No to death penalty, cop brutality
The biggest demonstration on Tuesday, August 27, was the Not
on the Guest List Coalition rally and march on the DNC, attended
by between 700 and 800 predominately young people. The coalition
organized the march around the demands: Stand up against the
racism of the criminal "justice" system, Free all political
prisoners, Stop police brutality, and Abolish the death penalty.
The coalition included various anarchist and socialist
organizations, anti-racist and death penalty groups, Puerto
Rican independence groups, and defense committees such as those
for Native American activist Leonard Peltier and Black death row
prisoner Mumia Abu-Jamal.
Another defense committee present was that of Aaron Patterson, who currently sits on death row here in Illinois.
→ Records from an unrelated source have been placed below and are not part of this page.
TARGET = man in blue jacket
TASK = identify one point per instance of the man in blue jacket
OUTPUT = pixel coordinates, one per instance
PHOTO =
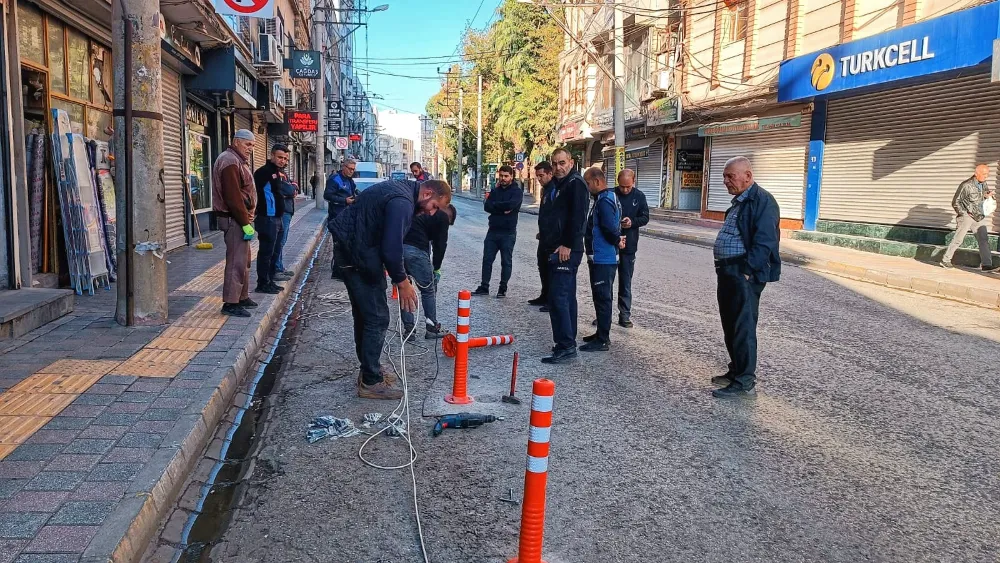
(503, 205)
(340, 192)
(602, 241)
(746, 259)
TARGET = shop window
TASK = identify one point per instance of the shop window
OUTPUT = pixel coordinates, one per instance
(734, 21)
(79, 66)
(57, 58)
(30, 34)
(199, 170)
(75, 112)
(98, 125)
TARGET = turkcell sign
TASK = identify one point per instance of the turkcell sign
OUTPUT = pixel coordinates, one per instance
(960, 40)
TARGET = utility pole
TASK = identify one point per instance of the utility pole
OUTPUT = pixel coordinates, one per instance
(619, 85)
(461, 165)
(138, 141)
(479, 141)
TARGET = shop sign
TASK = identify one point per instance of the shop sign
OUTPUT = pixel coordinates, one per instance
(663, 111)
(754, 125)
(689, 161)
(250, 8)
(245, 86)
(302, 121)
(959, 40)
(569, 131)
(305, 64)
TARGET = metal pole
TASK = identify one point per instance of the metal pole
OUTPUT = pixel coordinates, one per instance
(142, 282)
(461, 165)
(619, 85)
(479, 141)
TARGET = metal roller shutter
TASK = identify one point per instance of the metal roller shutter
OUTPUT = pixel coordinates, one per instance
(649, 173)
(173, 167)
(897, 157)
(779, 165)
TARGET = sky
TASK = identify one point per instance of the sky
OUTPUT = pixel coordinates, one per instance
(412, 29)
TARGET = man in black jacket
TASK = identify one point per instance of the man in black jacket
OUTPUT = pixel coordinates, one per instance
(635, 214)
(267, 222)
(746, 259)
(427, 232)
(569, 222)
(368, 241)
(503, 205)
(547, 237)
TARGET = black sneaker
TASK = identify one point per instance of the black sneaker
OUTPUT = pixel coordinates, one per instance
(596, 345)
(735, 391)
(234, 310)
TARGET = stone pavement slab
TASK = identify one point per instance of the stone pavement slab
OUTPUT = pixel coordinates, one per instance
(100, 424)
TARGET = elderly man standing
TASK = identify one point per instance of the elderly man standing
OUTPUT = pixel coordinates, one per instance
(635, 214)
(969, 203)
(234, 201)
(746, 259)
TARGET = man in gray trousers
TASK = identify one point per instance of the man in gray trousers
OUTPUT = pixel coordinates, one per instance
(968, 203)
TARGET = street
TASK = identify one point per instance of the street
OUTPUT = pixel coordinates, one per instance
(873, 436)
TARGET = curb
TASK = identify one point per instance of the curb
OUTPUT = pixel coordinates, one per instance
(130, 528)
(934, 288)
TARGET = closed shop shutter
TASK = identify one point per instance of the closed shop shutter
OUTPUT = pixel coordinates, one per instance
(779, 166)
(649, 173)
(897, 157)
(173, 168)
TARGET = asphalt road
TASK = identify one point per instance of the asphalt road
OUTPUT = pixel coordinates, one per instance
(873, 438)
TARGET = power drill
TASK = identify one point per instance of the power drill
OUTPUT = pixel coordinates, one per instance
(463, 420)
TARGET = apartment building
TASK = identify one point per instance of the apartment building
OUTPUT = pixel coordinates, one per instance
(853, 111)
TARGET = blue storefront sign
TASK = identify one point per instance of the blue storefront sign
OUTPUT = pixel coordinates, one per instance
(960, 40)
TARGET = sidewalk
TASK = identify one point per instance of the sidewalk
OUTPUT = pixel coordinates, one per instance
(100, 424)
(908, 274)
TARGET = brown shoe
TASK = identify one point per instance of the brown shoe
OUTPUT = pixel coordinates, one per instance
(381, 391)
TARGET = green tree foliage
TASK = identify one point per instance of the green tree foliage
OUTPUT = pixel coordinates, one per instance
(518, 58)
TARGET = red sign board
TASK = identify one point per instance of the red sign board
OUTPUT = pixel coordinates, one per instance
(302, 121)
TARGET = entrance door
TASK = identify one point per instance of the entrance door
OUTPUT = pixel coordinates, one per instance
(688, 166)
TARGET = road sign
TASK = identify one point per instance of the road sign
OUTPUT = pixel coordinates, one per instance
(251, 8)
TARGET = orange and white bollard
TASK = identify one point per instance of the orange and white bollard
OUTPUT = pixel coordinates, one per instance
(449, 344)
(460, 388)
(536, 473)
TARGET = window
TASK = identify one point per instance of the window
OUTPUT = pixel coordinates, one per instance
(57, 58)
(734, 21)
(31, 35)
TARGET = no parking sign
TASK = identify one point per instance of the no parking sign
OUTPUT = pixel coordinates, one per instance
(253, 8)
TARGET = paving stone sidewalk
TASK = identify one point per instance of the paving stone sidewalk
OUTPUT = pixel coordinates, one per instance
(100, 424)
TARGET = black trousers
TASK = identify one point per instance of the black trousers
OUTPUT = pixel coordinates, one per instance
(543, 269)
(504, 244)
(562, 299)
(602, 279)
(269, 231)
(371, 318)
(739, 303)
(626, 269)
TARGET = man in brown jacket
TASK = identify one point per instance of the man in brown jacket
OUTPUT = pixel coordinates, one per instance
(234, 200)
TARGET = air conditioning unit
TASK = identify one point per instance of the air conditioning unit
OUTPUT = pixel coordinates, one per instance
(269, 59)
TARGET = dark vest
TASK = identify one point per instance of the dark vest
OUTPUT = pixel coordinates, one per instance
(358, 228)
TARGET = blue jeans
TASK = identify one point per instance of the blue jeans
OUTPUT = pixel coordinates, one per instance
(286, 223)
(504, 244)
(562, 299)
(418, 265)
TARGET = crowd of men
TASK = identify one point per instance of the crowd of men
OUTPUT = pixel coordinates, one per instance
(399, 229)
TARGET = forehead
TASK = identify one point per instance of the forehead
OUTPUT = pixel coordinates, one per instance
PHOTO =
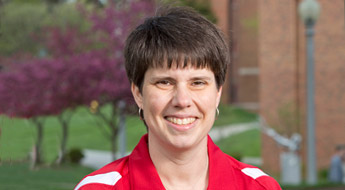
(182, 72)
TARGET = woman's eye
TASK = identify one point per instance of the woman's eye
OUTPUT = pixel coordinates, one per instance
(163, 82)
(198, 83)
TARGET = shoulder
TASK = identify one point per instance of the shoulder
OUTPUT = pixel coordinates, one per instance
(105, 178)
(251, 177)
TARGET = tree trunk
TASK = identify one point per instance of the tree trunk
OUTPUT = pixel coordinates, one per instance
(64, 122)
(114, 144)
(37, 150)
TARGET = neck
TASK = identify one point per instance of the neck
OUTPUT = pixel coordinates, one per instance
(181, 169)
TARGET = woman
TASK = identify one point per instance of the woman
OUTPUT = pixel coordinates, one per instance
(176, 63)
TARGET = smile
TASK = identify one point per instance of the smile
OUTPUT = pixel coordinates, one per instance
(181, 121)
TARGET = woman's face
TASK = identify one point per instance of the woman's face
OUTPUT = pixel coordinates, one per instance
(179, 105)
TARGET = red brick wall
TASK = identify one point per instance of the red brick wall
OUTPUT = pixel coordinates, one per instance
(282, 74)
(277, 62)
(238, 19)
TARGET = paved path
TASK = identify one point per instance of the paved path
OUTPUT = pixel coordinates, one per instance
(97, 158)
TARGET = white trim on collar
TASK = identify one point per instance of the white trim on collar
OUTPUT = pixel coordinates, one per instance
(108, 179)
(253, 172)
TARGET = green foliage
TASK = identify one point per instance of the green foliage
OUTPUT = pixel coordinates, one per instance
(18, 135)
(75, 155)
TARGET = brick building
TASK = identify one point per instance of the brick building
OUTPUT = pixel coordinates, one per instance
(238, 19)
(269, 67)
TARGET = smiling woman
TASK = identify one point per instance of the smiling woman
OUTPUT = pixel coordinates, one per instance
(176, 63)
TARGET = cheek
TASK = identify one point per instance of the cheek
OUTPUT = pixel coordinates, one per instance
(154, 103)
(207, 100)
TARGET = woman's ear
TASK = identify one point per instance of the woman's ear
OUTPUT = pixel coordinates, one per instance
(137, 95)
(219, 94)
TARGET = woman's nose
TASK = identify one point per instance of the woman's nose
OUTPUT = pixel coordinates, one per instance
(182, 97)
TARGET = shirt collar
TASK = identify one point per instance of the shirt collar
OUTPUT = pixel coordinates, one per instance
(143, 174)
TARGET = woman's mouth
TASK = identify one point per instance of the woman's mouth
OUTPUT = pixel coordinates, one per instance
(181, 121)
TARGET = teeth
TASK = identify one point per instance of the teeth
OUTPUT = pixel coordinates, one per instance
(184, 121)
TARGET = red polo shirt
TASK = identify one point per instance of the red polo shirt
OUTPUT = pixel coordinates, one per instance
(137, 172)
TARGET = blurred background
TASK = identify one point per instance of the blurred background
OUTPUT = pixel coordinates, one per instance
(66, 108)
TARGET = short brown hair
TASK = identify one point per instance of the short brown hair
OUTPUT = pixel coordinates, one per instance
(179, 36)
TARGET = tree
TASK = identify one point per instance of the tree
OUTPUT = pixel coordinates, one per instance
(82, 66)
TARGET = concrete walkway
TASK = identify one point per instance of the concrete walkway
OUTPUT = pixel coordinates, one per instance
(96, 158)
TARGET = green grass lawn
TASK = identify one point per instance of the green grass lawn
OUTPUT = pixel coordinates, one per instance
(18, 135)
(18, 176)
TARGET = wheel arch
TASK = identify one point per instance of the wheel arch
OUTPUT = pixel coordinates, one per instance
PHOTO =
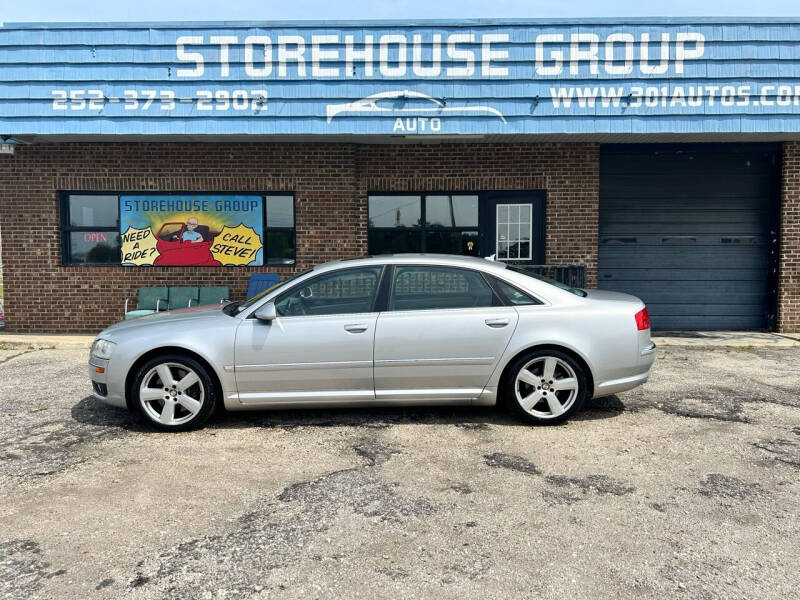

Patterson was convicted of homicide only on the evidence of an unsigned "confession." Patterson says he was tortured during his interrogation, and in fact Chicago police officer Jon Burge, who conducted the interrogation, was fired from the police department in 1993 for torturing more than 40 Black men. Joanne Patterson, Aaron's mother, spoke at the rally calling for a September 23 demonstration to free her son.
Shari Gilbert and Aislinn Pulley contributed to this article.